Monday, August 13, 2012

Living "Anne of Green Gables" in Prince Edward Island

Visiting Prince Edward Island has been a dream of mine since I first read the "Anne of Green Gables" books some 20 years ago.

Maybe "dream" is too strong of a word. I've long known it was possible -- after all, it's only a two hour flight away; it's not like going to the moon. In any case, it's always been in the back of my mind as one of those trips I'd take someday when the time was right.

And this year was the time when we needed a peaceful, scenic destination instead of one that was a headache to plan and resulted in miles of walking. Don't get me wrong. I love those two-week trips that take me hours to plan. But that just wasn't happening this year.

And so Anne country it was.

If you're not familiar with "Anne of Green Gables," it's the story of a red-headed orphan girl who was sent to live with a spinster woman and her bachelor brother after they had originally sent away for a boy to help with the farm.
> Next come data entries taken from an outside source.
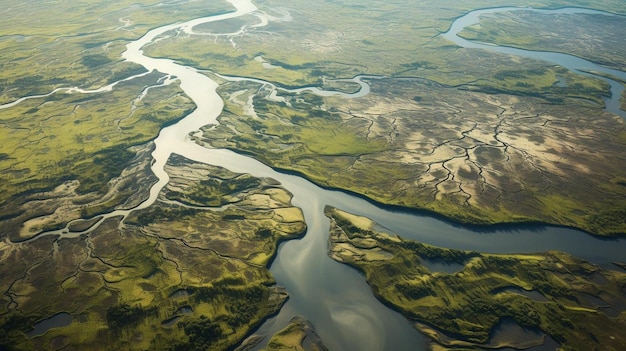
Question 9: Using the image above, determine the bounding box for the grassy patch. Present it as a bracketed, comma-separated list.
[325, 207, 626, 350]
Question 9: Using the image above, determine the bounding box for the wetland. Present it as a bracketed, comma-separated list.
[0, 0, 626, 350]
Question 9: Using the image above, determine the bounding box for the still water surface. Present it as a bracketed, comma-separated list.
[23, 0, 626, 350]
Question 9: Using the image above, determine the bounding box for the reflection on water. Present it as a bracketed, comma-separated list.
[26, 313, 73, 338]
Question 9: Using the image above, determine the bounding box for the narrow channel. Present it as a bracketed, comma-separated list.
[19, 0, 626, 350]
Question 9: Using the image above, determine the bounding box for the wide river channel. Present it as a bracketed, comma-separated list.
[23, 0, 626, 351]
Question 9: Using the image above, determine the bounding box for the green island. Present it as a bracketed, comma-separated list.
[0, 1, 231, 240]
[325, 207, 626, 350]
[459, 11, 626, 70]
[152, 0, 626, 235]
[0, 155, 306, 350]
[264, 317, 328, 351]
[0, 0, 626, 351]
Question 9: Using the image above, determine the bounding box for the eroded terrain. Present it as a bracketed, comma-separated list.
[198, 78, 626, 234]
[326, 207, 626, 350]
[0, 155, 306, 350]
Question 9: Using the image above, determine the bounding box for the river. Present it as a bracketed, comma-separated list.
[13, 0, 626, 350]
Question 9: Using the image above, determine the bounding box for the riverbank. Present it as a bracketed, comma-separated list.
[325, 207, 626, 350]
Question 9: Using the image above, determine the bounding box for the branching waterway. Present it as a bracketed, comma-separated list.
[8, 0, 626, 350]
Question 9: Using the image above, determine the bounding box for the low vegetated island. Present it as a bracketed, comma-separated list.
[325, 207, 626, 350]
[0, 155, 306, 350]
[0, 0, 626, 350]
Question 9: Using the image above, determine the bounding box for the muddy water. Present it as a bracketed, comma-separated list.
[17, 0, 626, 350]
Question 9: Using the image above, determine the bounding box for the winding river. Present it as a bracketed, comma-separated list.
[9, 0, 626, 350]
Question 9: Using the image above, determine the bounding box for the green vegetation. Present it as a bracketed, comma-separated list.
[197, 77, 626, 235]
[460, 9, 626, 70]
[264, 317, 328, 351]
[0, 155, 306, 350]
[325, 207, 626, 350]
[0, 1, 230, 240]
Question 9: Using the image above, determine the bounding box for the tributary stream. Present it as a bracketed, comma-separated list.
[13, 0, 626, 351]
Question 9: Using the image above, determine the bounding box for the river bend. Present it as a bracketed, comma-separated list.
[17, 0, 626, 350]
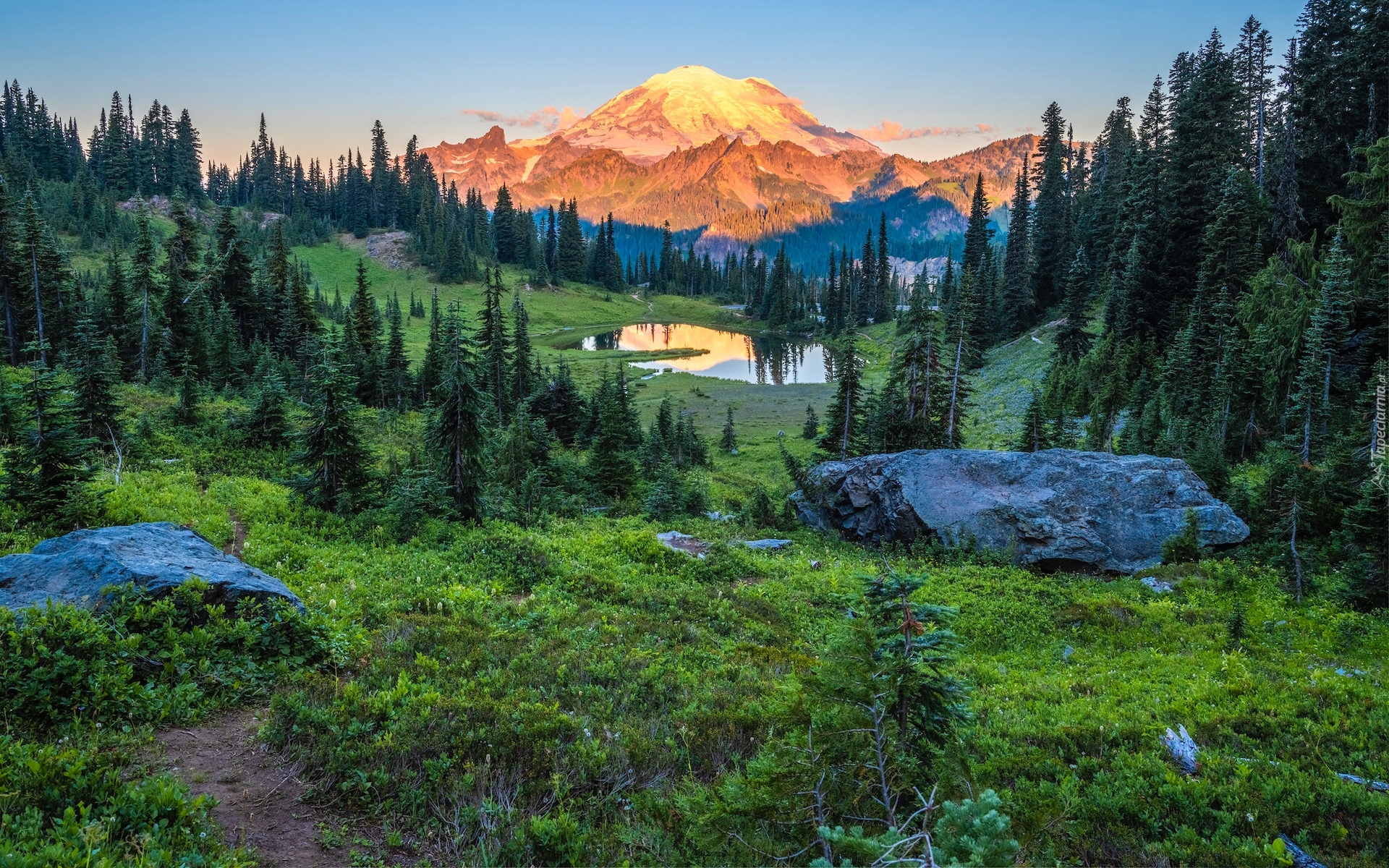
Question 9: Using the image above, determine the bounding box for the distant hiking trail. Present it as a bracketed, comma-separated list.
[158, 708, 339, 868]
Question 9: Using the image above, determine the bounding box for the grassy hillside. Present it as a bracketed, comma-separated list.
[294, 234, 746, 361]
[963, 325, 1055, 448]
[0, 240, 1389, 868]
[0, 458, 1389, 865]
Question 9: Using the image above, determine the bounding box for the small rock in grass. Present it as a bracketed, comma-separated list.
[655, 530, 708, 557]
[743, 539, 790, 551]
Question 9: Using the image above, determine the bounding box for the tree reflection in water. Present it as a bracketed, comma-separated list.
[560, 322, 833, 386]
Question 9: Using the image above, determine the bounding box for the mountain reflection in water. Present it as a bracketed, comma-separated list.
[560, 322, 835, 386]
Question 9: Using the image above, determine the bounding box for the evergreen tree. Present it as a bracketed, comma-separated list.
[294, 357, 373, 514]
[960, 172, 993, 278]
[718, 406, 738, 453]
[4, 359, 95, 528]
[532, 358, 587, 446]
[1055, 247, 1090, 364]
[556, 199, 586, 281]
[428, 308, 483, 521]
[385, 296, 412, 412]
[1029, 103, 1072, 310]
[820, 332, 864, 461]
[587, 370, 642, 497]
[492, 183, 517, 263]
[237, 365, 290, 448]
[68, 312, 121, 441]
[1001, 154, 1035, 338]
[511, 290, 539, 407]
[477, 268, 511, 424]
[1291, 229, 1353, 462]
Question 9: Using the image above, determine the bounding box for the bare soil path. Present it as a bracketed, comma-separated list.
[222, 510, 247, 557]
[160, 710, 349, 868]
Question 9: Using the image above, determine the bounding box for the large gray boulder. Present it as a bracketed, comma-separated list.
[793, 448, 1249, 572]
[0, 521, 304, 611]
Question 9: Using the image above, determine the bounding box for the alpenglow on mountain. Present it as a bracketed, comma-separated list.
[514, 67, 882, 164]
[421, 67, 1036, 257]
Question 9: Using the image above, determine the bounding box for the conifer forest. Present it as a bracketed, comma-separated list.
[0, 0, 1389, 868]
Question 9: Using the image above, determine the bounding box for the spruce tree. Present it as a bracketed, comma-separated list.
[4, 361, 95, 528]
[492, 183, 517, 263]
[587, 370, 642, 497]
[511, 290, 538, 407]
[820, 332, 864, 461]
[385, 294, 412, 412]
[960, 172, 993, 276]
[428, 308, 483, 521]
[718, 406, 738, 453]
[532, 358, 587, 446]
[1031, 103, 1071, 310]
[68, 312, 121, 441]
[1291, 234, 1353, 462]
[237, 365, 290, 448]
[1001, 154, 1035, 338]
[477, 268, 511, 424]
[1055, 247, 1090, 362]
[294, 349, 373, 514]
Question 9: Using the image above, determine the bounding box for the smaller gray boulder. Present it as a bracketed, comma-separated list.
[791, 448, 1249, 574]
[743, 539, 790, 551]
[0, 521, 304, 611]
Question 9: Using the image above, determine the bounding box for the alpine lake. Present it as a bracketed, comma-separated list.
[554, 322, 835, 386]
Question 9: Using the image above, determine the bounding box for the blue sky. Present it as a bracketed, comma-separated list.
[11, 0, 1301, 163]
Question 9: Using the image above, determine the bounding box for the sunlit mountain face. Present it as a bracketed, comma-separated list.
[561, 323, 833, 385]
[512, 67, 882, 164]
[421, 67, 1036, 269]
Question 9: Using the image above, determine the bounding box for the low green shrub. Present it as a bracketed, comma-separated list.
[0, 735, 240, 868]
[0, 579, 334, 732]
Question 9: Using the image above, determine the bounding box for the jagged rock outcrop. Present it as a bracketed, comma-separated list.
[793, 448, 1249, 572]
[0, 522, 304, 610]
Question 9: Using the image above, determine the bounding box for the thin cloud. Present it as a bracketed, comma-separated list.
[849, 119, 998, 142]
[462, 106, 585, 132]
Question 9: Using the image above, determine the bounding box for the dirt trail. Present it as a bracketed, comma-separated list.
[222, 510, 246, 557]
[160, 710, 339, 868]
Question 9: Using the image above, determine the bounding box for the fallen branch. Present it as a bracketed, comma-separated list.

They decide to keep her, and she promptly wins a place in their hearts (aww!) and in those of the members of the small, fictional community of Avonlea, Prince Edward Island.

Author L.M. Montgomery based Avonlea on settings in and around Cavendish, Prince Edward Island, where she grew up. "Green Gables" proved to be popular in the U.S. and abroad, and it was followed by seven sequels. The third in the series, "Anne of the Island" remains one of my favorite books to this day.

Prince Edward Island is a popular vacation destination, and I'd be interested to know if the beaches or the Anne spots are more of an attraction. We didn't visit all of the Anne locales (a re-creation of Avonlea, for example, just seemed like an expensive version of any of your re-created old-timey towns or, to my fellow northwest Ohioans, Sauder Village), but we went to quite a few.

First on the list was Green Gables itself. Yes, it was fictional, but the home was based on a relative's house that is now open to the public. It is furnished inside as it was described in the books, with three special bedrooms set aside and decorated as they would have been for Anne, as well as the siblings who adopted her, Marilla Cuthbert and Matthew Cuthbert.

"Anne's room"

Green Gables Heritage Site

The grounds included walks that inspired the book's Lovers Lane and the Haunted Wood -- both shady and pleasant. The latter led to what is left of the L.M. Montgomery home, where she spent most of her life with her grandparents. Not much is left -- literally just a foundation, with a small bookstore a short walk away.

Green Gables had a tiny cafe, where we finally tried a bottle of Raspberry Cordial, sold pretty much anywhere on PEI where tourists gather. If you don't know what Raspberry Cordial has to do with Anne, then I demand that you read the book!

We also drove to the Anne of Green Gables Museum at Silver Bush. We didn't actually go into the museum, but we did see the pond that supposedly inspired the Lake of Shining Waters.

Lake of Shining Waters

The night before our day of Anne, we went to the popular "Anne of Green Gables: The Musical." It was cute, it was fun, but it wasn't the book. Why the needless changes, such as setting the musical some three decades after the book actually takes place? But it obviously wasn't meant to be a historical piece (hah!), and it was rather endearing.

All in all, I'm glad Anne lured me to Prince Edward Island, but not for the reasons I anticipated. I enjoyed the beaches, the scenery, the food of Atlantic Canada (more on that in the future), but I have to admit that I was a little disappointed in the Anne sites.

This is completely and utterly my own fault, and I even suspected that it would be the case. When you read a book, of course you create certain images in your mind, and those can't be lived up to. That's especially true when it comes to a book set in the latter half of the 1800s. As I told Paul when we were driving to the island's biggest city, Charlottetown, it's difficult to reconcile the Anne in my head as visiting any town that now has a KFC.

When Paul responded by saying that Anne would probably have brought Matthew Cuthbert home a bucket of chicken, I kind of wanted to cry.